『グラディエーターII』ポール・メスカル&デンゼル・ワシントンの演技論 リドリー・スコットの目を盗んでリハーサル
映画『グラディエーターII 英雄を呼ぶ声』のポール・メスカルとデンゼル・ワシントンが来日時にインタビューに応じ、俳優陣とは通常リハーサルをせず、12台のカメラを一気に回すためどこから撮られているかもわからないという巨匠リドリー・スコット監督ならではの撮影現場や、演技論について語り合った。 和気あいあい!来日したポール・メスカル&デンゼル・ワシントン【撮り下ろし10枚】 初共演について聞くと「ひどかった!」と声をそろえ、すぐに笑い合うなど今や気心知れた様子の二人。ドラマ「ふつうの人々」(2020)でブレイクし、『aftersun/アフターサン』(2022)でアカデミー賞主演男優賞ノミネートも果たしたポールだが、まだ28歳。デンゼルという憧れの対象とどう向き合えばいいのか初めは緊張していたが、それは杞憂に終わったという。

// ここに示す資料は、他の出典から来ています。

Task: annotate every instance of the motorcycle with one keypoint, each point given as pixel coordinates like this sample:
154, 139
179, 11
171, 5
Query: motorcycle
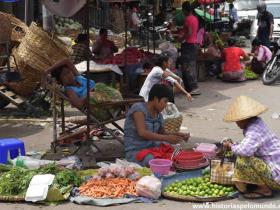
272, 70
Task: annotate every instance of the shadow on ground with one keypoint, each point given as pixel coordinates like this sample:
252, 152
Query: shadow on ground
10, 130
210, 93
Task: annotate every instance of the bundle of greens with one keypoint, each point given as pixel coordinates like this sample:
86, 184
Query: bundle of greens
14, 181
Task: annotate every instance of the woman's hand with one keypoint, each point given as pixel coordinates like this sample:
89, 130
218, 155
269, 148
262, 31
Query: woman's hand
227, 145
174, 139
189, 97
185, 136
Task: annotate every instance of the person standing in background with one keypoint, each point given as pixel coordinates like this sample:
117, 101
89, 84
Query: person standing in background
189, 50
265, 24
233, 17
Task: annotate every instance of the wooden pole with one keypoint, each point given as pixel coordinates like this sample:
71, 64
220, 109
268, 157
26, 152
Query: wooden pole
87, 72
54, 117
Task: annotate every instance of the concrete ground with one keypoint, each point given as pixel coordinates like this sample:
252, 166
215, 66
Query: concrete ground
202, 117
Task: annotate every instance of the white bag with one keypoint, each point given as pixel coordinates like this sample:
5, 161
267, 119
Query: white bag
149, 187
170, 111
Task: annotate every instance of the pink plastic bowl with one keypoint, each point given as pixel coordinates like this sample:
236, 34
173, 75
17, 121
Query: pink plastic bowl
160, 166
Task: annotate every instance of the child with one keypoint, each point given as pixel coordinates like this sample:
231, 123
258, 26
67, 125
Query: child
158, 73
261, 56
232, 68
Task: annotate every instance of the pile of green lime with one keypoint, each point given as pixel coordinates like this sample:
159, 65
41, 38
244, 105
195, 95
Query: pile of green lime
199, 187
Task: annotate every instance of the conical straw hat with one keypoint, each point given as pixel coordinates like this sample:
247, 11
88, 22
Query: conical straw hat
243, 108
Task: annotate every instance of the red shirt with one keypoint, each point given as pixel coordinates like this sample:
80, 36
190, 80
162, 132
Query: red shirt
191, 22
231, 56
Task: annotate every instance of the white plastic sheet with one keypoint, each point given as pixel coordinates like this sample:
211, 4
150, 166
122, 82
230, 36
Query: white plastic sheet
64, 8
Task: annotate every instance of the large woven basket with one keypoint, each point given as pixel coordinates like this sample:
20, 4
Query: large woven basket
18, 28
172, 125
6, 28
39, 50
196, 199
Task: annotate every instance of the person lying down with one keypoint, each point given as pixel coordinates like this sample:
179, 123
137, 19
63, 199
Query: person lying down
75, 87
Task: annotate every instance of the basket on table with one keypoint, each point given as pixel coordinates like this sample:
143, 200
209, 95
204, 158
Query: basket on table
18, 28
172, 118
39, 50
36, 52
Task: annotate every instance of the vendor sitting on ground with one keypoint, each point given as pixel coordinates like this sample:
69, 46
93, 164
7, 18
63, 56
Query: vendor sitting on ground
103, 47
261, 56
232, 69
257, 168
81, 51
160, 73
75, 87
144, 126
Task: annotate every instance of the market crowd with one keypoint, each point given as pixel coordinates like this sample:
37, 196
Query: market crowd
257, 168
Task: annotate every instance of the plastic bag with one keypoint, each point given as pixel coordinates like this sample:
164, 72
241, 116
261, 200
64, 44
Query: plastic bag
170, 111
149, 187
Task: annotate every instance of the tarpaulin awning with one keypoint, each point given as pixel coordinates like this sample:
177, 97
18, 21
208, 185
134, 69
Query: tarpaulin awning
9, 0
119, 1
207, 16
210, 1
64, 8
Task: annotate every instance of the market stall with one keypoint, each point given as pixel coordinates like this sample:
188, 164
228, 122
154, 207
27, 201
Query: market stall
120, 182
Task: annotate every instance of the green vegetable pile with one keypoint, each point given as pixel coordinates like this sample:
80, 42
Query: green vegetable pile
199, 187
15, 180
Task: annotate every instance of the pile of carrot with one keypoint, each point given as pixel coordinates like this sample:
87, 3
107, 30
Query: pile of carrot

「20代後半で、ずっと崇拝してきた人と親密に演技をすることになるなんて予期していなかったから、共演者になるのは難しいんじゃないかと思っていた。だけど、彼は完全な“創造”と共にやってきた。完全に献身的な共演者なんだ。それで、僕は解き放たれたよ。憧れの人でありながら、ただ一緒に働く人になれたから。共演シーンは毎秒素晴らしかった。僕のお気に入りはクリスマスの後の撮影だね。僕たちのシーンのほとんどはそこで撮影したから」(ポール)

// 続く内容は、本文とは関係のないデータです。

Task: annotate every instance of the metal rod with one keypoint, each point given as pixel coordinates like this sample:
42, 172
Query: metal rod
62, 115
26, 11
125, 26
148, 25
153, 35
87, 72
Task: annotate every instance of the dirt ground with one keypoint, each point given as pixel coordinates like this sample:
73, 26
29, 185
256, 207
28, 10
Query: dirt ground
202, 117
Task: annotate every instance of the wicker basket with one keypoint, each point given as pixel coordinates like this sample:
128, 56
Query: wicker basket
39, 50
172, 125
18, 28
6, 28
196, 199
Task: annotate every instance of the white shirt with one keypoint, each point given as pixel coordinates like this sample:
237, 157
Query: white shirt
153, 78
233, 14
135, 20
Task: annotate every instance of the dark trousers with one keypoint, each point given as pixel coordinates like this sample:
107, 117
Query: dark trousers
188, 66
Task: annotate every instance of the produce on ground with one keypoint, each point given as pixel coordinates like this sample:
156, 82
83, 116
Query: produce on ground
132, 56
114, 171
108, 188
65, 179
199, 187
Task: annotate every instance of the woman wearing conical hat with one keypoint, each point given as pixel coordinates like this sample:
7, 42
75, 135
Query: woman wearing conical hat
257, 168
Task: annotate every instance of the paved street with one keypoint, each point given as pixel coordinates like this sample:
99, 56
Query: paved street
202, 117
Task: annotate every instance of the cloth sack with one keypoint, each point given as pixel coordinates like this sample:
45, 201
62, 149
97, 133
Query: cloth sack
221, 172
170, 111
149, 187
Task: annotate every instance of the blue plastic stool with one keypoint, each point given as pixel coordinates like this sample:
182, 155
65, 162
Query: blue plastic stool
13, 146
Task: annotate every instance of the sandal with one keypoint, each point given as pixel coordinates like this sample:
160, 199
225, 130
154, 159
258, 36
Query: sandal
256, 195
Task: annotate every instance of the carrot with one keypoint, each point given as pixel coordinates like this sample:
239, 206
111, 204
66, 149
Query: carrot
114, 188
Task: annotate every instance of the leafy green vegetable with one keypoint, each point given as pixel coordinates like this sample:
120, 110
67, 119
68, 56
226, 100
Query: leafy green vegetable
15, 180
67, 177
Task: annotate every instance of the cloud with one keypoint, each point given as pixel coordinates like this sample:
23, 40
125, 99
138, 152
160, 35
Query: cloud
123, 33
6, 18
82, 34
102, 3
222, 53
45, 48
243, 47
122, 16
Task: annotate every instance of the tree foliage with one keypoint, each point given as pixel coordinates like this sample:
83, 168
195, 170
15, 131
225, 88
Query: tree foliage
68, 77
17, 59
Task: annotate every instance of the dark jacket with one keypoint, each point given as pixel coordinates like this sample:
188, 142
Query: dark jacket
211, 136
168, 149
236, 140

ポールが「リドリーはリハーサルをしない傾向にある。だから二人でこっそりセリフを言ってみたりして」と続けると、デンゼルは「そうそう!」と相好を崩す。ポールは「僕はリハーサルをするのは好きだけど、それ以上に監督のスタイルに従うのが好きなんだ。デンゼルも言っていたけど、監督と俳優の根本的な違いはそこにある。映画は監督のカンバスで、ステージは俳優のカンバス。俳優は他の人のカンバスの中で演技をして、そこでどう自分の色を出すかに尽きる。だけど、撮影が進むにつれて、僕たちは次第にミニリハーサルをやるようになっていったよ。リドリーなしで」と密かにリハーサルをしていたと明かした。